An Linna, Said Meerit, Tran Long, Majumder Sagardip, Goreshnik Inna, Lee Gyu Rie, Juergens David, Dauparas Justas, Anishchenko Ivan, Coventry Brian, Bera Asim K, Kang Alex, Levine Paul M, Alvarez Valentina, Pillai Arvind, Norn Christoffer, Feldman David, Zorine Dmitri, Hicks Derrick R, Li Xinting, Sanchez Mariana Garcia, Vafeados Dionne K, Salveson Patrick J, Vorobieva Anastassia A, Baker David
Department of Biochemistry, The University of Washington, Seattle, WA, USA.
Institute for Protein Design, University of Washington, Seattle, WA, USA.
bioRxiv. 2023 Dec 21:2023.12.20.572602. doi: 10.1101/2023.12.20.572602.
A general method for designing proteins to bind and sense any small molecule of interest would be widely useful. Due to the small number of atoms to interact with, binding to small molecules with high affinity requires highly shape complementary pockets, and transducing binding events into signals is challenging. Here we describe an integrated deep learning and energy based approach for designing high shape complementarity binders to small molecules that are poised for downstream sensing applications. We employ deep learning generated psuedocycles with repeating structural units surrounding central pockets; depending on the geometry of the structural unit and repeat number, these pockets span wide ranges of sizes and shapes. For a small molecule target of interest, we extensively sample high shape complementarity pseudocycles to generate large numbers of customized potential binding pockets; the ligand binding poses and the interacting interfaces are then optimized for high affinity binding. We computationally design binders to four diverse molecules, including for the first time polar flexible molecules such as methotrexate and thyroxine, which are expressed at high levels and have nanomolar affinities straight out of the computer. Co-crystal structures are nearly identical to the design models. Taking advantage of the modular repeating structure of pseudocycles and central location of the binding pockets, we constructed low noise nanopore sensors and chemically induced dimerization systems by splitting the binders into domains which assemble into the original pseudocycle pocket upon target molecule addition.
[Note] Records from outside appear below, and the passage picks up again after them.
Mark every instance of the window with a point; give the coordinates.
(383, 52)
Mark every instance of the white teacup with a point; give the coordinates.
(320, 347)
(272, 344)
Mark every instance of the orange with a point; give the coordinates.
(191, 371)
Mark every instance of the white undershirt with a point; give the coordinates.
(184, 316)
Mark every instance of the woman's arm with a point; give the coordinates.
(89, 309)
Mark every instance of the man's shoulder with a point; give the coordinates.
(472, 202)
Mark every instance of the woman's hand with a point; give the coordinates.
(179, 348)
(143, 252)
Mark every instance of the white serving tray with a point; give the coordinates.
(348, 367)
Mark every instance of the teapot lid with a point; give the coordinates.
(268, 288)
设计能够结合并感知任何感兴趣小分子的蛋白质的通用方法将具有广泛用途。由于与之相互作用的原子数量较少,要以高亲和力结合小分子需要高度形状互补的口袋,并且将结合事件转化为信号具有挑战性。在此,我们描述了一种基于深度学习和能量的综合方法,用于设计与小分子具有高形状互补性的结合物,这些结合物可用于下游传感应用。我们采用深度学习生成的假环,其具有围绕中央口袋的重复结构单元;根据结构单元的几何形状和重复次数,这些口袋涵盖了广泛的尺寸和形状范围。对于感兴趣的小分子靶标,我们广泛采样高形状互补性假环,以生成大量定制的潜在结合口袋;然后针对高亲和力结合优化配体结合姿势和相互作用界面。我们通过计算设计了针对四种不同分子的结合物,首次包括甲氨蝶呤和甲状腺素等极性柔性分子,它们在计算机设计后能够高水平表达且具有纳摩尔亲和力。共晶体结构与设计模型几乎相同。利用假环的模块化重复结构和结合口袋的中心位置,我们通过将结合物拆分为多个结构域来构建低噪声纳米孔传感器和化学诱导二聚化系统,在加入靶分子后这些结构域会组装成原始的假环口袋。